The aim of the project is to parse and analyze the bitcoin block-chain in order to retrieve useful information about the transaction between known wallets, using a distributed approach. In this project input and output data are stored inside Hadoop Filesystem (hdfs) and the algorithms computation is managed by the Spark cluster computing system.
Since the bitcoin block-chain is heavily compressed, first we must unwrap all the transaction in a more readable way and after condensing all the addresses belonging to the same entity and build an entity graph.
In order to retrieve all the data needed to compose each transaction it has been used the Hadoop Crypto-Ledger library (LINK), a multi-blockchain parser, that allow to translate the raw-byte data into an object. But this unwrap of the blockchain produce this result:
To recompose each transaction in a more readable way (Input,Output,Amount), it is possible to join two transaction using as key the transaction ID and the transaction index and reconstruct the flow of coins between two wallets in the following way:
So, given a current transaction and a previous one with the backward link of the current pointing to the previous, the resulting unwrapping it’s the following:
We define an entity as a cluster of addresses belonging to the same owner/organization.
Since a transaction can involve multiple input and multiple output, it’s possible to state that all the inputs belong to the same entity.
This cluster is formed by all the addresses that has been used simultaneously as an input in a transaction.
So, for example an entity is the following:
But this kind of entity results incomplete, since there could be another transaction that involves one of more addresses previously used. It’s clear the concept of partial entity, the inputs address of a single transaction describe a possible subset of all the entity’s addresses.

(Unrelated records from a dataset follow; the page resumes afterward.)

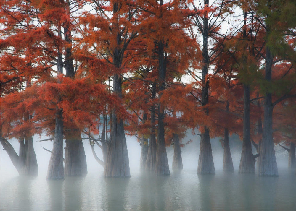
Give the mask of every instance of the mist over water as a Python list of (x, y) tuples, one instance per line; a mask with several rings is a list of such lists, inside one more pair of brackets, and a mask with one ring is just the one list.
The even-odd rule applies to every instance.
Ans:
[[(34, 137), (38, 177), (19, 176), (6, 152), (1, 150), (1, 210), (295, 210), (295, 175), (287, 169), (287, 153), (284, 150), (275, 146), (278, 177), (239, 174), (242, 142), (233, 137), (230, 145), (235, 173), (227, 174), (222, 170), (223, 149), (219, 139), (212, 139), (216, 174), (198, 175), (199, 139), (191, 135), (183, 140), (185, 143), (193, 140), (182, 149), (184, 169), (170, 169), (170, 176), (156, 176), (139, 170), (141, 147), (135, 138), (127, 136), (131, 176), (123, 178), (104, 178), (103, 168), (94, 158), (89, 142), (84, 141), (88, 174), (49, 181), (45, 178), (50, 155), (41, 146), (51, 150), (52, 142), (36, 142), (40, 139)], [(17, 151), (17, 141), (10, 142)], [(102, 158), (97, 147), (98, 157)], [(173, 150), (167, 148), (170, 168)]]

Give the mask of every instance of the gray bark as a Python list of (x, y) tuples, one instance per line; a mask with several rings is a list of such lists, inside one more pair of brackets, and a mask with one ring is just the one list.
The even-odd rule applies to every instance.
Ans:
[(62, 111), (58, 111), (56, 117), (54, 145), (47, 169), (46, 179), (64, 179)]
[[(121, 98), (121, 79), (118, 75), (113, 76), (113, 92)], [(129, 177), (128, 154), (123, 121), (117, 118), (115, 110), (112, 112), (112, 119), (110, 144), (104, 175), (107, 177)]]
[(1, 136), (0, 140), (3, 149), (7, 152), (12, 164), (15, 167), (19, 174), (21, 175), (23, 166), (22, 165), (22, 162), (20, 160), (19, 155), (17, 155), (12, 145), (6, 139), (2, 137), (2, 135)]
[(183, 169), (183, 163), (182, 162), (182, 157), (181, 153), (181, 147), (180, 147), (180, 141), (179, 135), (175, 133), (173, 135), (174, 141), (174, 156), (173, 158), (172, 168)]
[[(204, 1), (205, 5), (209, 5), (208, 0)], [(202, 35), (202, 105), (205, 106), (209, 103), (209, 81), (206, 81), (208, 73), (209, 58), (208, 52), (208, 40), (209, 35), (208, 19), (205, 16), (203, 19)], [(205, 109), (205, 112), (208, 115), (209, 109)], [(200, 174), (215, 174), (214, 160), (212, 151), (212, 147), (210, 138), (209, 128), (205, 126), (204, 132), (201, 133), (200, 136), (200, 146), (198, 158), (197, 173)]]
[[(156, 98), (155, 84), (152, 83), (151, 89), (152, 100)], [(147, 157), (145, 163), (145, 168), (147, 170), (154, 171), (156, 158), (156, 140), (155, 132), (155, 106), (153, 106), (151, 108), (151, 130)]]
[[(159, 83), (158, 89), (160, 92), (164, 90), (165, 89), (166, 67), (164, 53), (163, 41), (160, 41), (158, 43), (158, 79)], [(162, 95), (161, 93), (159, 93), (157, 146), (155, 169), (157, 175), (169, 175), (170, 169), (165, 142), (165, 126), (163, 122), (164, 108), (161, 101)]]
[(215, 173), (210, 139), (210, 132), (207, 128), (205, 129), (205, 132), (201, 134), (197, 173), (200, 174)]
[(79, 176), (87, 174), (86, 157), (81, 133), (74, 131), (66, 138), (65, 141), (65, 175)]
[[(60, 27), (58, 33), (59, 36), (61, 36), (62, 31)], [(62, 60), (61, 49), (59, 48), (58, 50), (58, 61), (57, 64), (58, 74), (62, 74), (63, 73)], [(60, 82), (58, 81), (58, 83)], [(58, 100), (60, 100), (60, 99), (59, 98)], [(64, 177), (63, 111), (58, 108), (57, 108), (57, 110), (53, 138), (53, 147), (48, 165), (46, 179), (64, 179)]]
[[(266, 30), (268, 32), (268, 27)], [(268, 47), (266, 47), (265, 79), (271, 80), (271, 70), (273, 56)], [(272, 112), (271, 93), (268, 92), (264, 97), (264, 120), (262, 139), (260, 147), (258, 161), (258, 175), (259, 176), (278, 176), (277, 165), (276, 159), (272, 136)]]
[(244, 137), (239, 172), (255, 173), (255, 161), (251, 142), (250, 86), (244, 85)]
[[(143, 115), (142, 122), (144, 124), (147, 120), (147, 115), (146, 113)], [(140, 158), (140, 169), (145, 168), (145, 163), (147, 160), (148, 154), (148, 139), (143, 136), (141, 139), (141, 154)]]
[(291, 142), (289, 152), (288, 166), (289, 168), (295, 170), (296, 169), (296, 157), (295, 155), (295, 144), (294, 142)]
[(223, 171), (233, 172), (234, 171), (233, 168), (232, 159), (230, 153), (230, 148), (229, 146), (229, 136), (228, 129), (224, 129), (224, 154), (223, 157)]
[(38, 164), (33, 144), (33, 137), (32, 136), (29, 136), (25, 138), (27, 139), (28, 140), (26, 142), (27, 145), (26, 147), (27, 156), (24, 168), (24, 174), (37, 176), (38, 175)]

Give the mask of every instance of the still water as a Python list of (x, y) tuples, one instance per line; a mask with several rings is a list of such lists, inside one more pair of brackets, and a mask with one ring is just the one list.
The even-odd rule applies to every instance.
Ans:
[(295, 173), (278, 177), (237, 173), (198, 176), (171, 171), (169, 177), (133, 172), (105, 178), (101, 171), (64, 181), (19, 176), (1, 185), (1, 210), (295, 210)]

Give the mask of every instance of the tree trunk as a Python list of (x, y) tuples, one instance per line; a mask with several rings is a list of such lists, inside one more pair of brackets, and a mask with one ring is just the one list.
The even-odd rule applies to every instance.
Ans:
[[(146, 102), (147, 103), (147, 102)], [(143, 115), (142, 122), (145, 123), (147, 120), (147, 114), (144, 113)], [(140, 169), (145, 168), (145, 163), (147, 160), (148, 153), (148, 139), (143, 135), (141, 139), (141, 155), (140, 158)]]
[(244, 85), (244, 137), (239, 173), (255, 173), (255, 159), (252, 152), (250, 126), (250, 87)]
[[(23, 141), (22, 141), (22, 139)], [(1, 142), (3, 149), (7, 152), (12, 164), (20, 175), (38, 175), (38, 165), (33, 146), (32, 136), (27, 139), (25, 146), (23, 139), (20, 140), (20, 152), (21, 156), (17, 155), (13, 147), (6, 139), (1, 136)], [(21, 148), (22, 149), (21, 149)], [(27, 149), (27, 152), (25, 151)], [(25, 156), (24, 156), (24, 155)]]
[(80, 176), (87, 173), (86, 159), (81, 134), (74, 131), (66, 139), (65, 174), (65, 176)]
[(54, 145), (47, 170), (46, 179), (64, 179), (62, 111), (59, 110), (56, 117)]
[[(156, 85), (152, 83), (151, 89), (152, 100), (156, 98)], [(155, 133), (155, 106), (151, 107), (151, 133), (148, 147), (147, 158), (145, 163), (145, 168), (147, 170), (154, 171), (156, 158), (156, 140)]]
[(38, 164), (34, 151), (33, 137), (32, 136), (29, 136), (25, 138), (27, 139), (25, 142), (27, 144), (27, 156), (24, 173), (26, 175), (37, 176), (38, 175)]
[[(62, 30), (59, 27), (59, 36), (61, 37)], [(58, 47), (57, 62), (58, 74), (63, 74), (63, 57), (62, 50)], [(58, 80), (58, 83), (60, 82)], [(58, 100), (60, 100), (58, 97)], [(53, 147), (50, 156), (47, 169), (46, 179), (64, 179), (64, 124), (63, 111), (57, 108), (55, 118), (55, 127), (53, 138)]]
[(0, 141), (3, 149), (7, 152), (11, 162), (12, 163), (12, 164), (15, 167), (19, 174), (21, 175), (23, 166), (22, 165), (22, 162), (20, 160), (19, 156), (17, 155), (17, 154), (10, 143), (6, 138), (3, 137), (2, 135), (1, 137)]
[[(101, 138), (103, 140), (108, 141), (108, 134), (107, 133), (107, 116), (104, 115), (104, 123), (103, 124), (103, 130), (102, 131)], [(107, 143), (102, 142), (102, 151), (103, 152), (103, 159), (104, 161), (104, 168), (106, 167), (108, 158), (108, 149)]]
[(163, 41), (160, 41), (158, 43), (159, 76), (159, 83), (158, 94), (158, 118), (157, 146), (156, 148), (156, 159), (155, 162), (155, 172), (157, 175), (170, 175), (170, 169), (168, 161), (165, 144), (165, 126), (163, 122), (164, 113), (163, 105), (161, 103), (162, 95), (161, 92), (165, 90), (165, 85), (166, 67), (164, 56)]
[[(205, 5), (209, 5), (208, 0), (204, 1)], [(209, 103), (209, 81), (206, 79), (208, 73), (209, 58), (208, 48), (209, 35), (208, 19), (205, 15), (203, 17), (203, 28), (202, 35), (202, 105), (204, 106)], [(206, 81), (206, 80), (207, 80)], [(207, 115), (209, 114), (208, 108), (205, 109)], [(204, 132), (201, 133), (200, 146), (198, 157), (197, 173), (215, 174), (212, 147), (210, 138), (210, 131), (207, 126), (205, 126)]]
[(145, 164), (148, 154), (148, 139), (144, 137), (141, 139), (141, 155), (140, 158), (140, 169), (145, 169)]
[(183, 169), (183, 163), (182, 162), (182, 157), (181, 154), (181, 147), (180, 147), (179, 135), (175, 133), (173, 135), (174, 141), (174, 156), (173, 158), (172, 168)]
[[(268, 28), (266, 29), (267, 32), (268, 31)], [(271, 67), (273, 60), (273, 56), (269, 48), (266, 47), (265, 80), (268, 82), (270, 82), (271, 80)], [(271, 93), (268, 91), (264, 97), (263, 131), (258, 161), (258, 174), (259, 176), (279, 176), (272, 137), (273, 107), (271, 100)]]
[(295, 144), (291, 142), (289, 150), (289, 161), (288, 166), (291, 169), (296, 169), (296, 157), (295, 156)]
[(228, 129), (224, 129), (224, 147), (223, 158), (223, 171), (233, 172), (232, 159), (230, 153), (230, 148), (229, 146), (229, 136)]
[[(113, 92), (121, 97), (121, 79), (120, 75), (113, 76)], [(107, 177), (129, 177), (128, 154), (126, 147), (123, 122), (117, 118), (116, 111), (112, 111), (112, 126), (108, 149), (107, 164), (104, 175)]]
[(207, 128), (205, 129), (205, 132), (201, 134), (197, 173), (201, 174), (215, 173), (210, 139), (210, 131)]

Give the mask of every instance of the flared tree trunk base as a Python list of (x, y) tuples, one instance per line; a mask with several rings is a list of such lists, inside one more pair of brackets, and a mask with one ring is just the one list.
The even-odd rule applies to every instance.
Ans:
[(165, 146), (164, 143), (163, 143), (163, 144), (160, 144), (159, 142), (157, 143), (156, 149), (155, 172), (157, 175), (169, 176), (170, 169)]
[(224, 153), (223, 158), (223, 171), (233, 172), (234, 171), (233, 168), (232, 158), (231, 157), (230, 149), (229, 145), (224, 146)]
[(296, 169), (296, 156), (295, 155), (295, 144), (291, 142), (289, 150), (289, 159), (288, 166), (289, 168), (295, 170)]
[(145, 169), (146, 160), (148, 154), (148, 140), (147, 139), (142, 138), (141, 143), (141, 155), (140, 158), (140, 169)]
[(145, 163), (145, 168), (146, 170), (154, 171), (155, 170), (156, 150), (156, 141), (155, 140), (155, 134), (154, 134), (150, 136), (147, 158)]
[(29, 136), (27, 142), (27, 157), (24, 168), (24, 174), (32, 176), (38, 176), (38, 164), (36, 155), (34, 150), (33, 137)]
[(205, 132), (201, 134), (200, 148), (198, 158), (197, 173), (215, 174), (210, 139), (210, 132), (207, 128), (205, 129)]
[(106, 177), (129, 177), (131, 176), (128, 154), (126, 147), (123, 123), (117, 122), (116, 114), (112, 115), (110, 144), (108, 150), (107, 163), (104, 176)]
[[(62, 116), (59, 111), (58, 115)], [(54, 136), (54, 145), (47, 169), (46, 179), (64, 179), (64, 143), (63, 121), (56, 118), (56, 127)]]
[(80, 133), (66, 139), (65, 155), (65, 176), (82, 176), (87, 173), (86, 157)]
[(174, 156), (173, 158), (172, 168), (173, 169), (183, 169), (183, 163), (180, 147), (180, 139), (178, 134), (173, 134)]

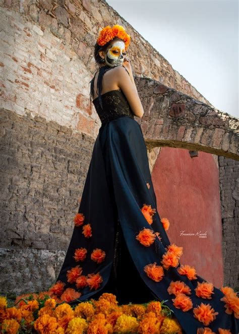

A complete entity can be defined as the union of the intersection of the partial entities. This kind of clustering results into a recursive intersection between all the inputs of all the transaction, since it’s required to search all the intersections between the other partial entity, and in positive case we merge the two partial entity and start from the beginning again. But this kind of algorithm it’s just to complex to be computed in a feasible time, so we have developed an algorithm that translate the domain into a graph and find all the connected components inside it.
In order to compute the intersection over all the partial entity, we first transform the intersection over the transactions into a graph and then we have applied an optimized version of the connected component algorithm in order to accumulate all the intersection and provide a solution.
First, given all the partial entity we create a new tuple with the following values inside: (address,partialEntity) After we accumulate for each address all the entity in which it is present: (address,List[PartialEntity])
Now we got for each address all the intersection over the partial entities. From this list we create a list of edges that links all the partial entities together. In order to save memory and computational power, the shape of all the subgraphs defined by a partial entity is a chain.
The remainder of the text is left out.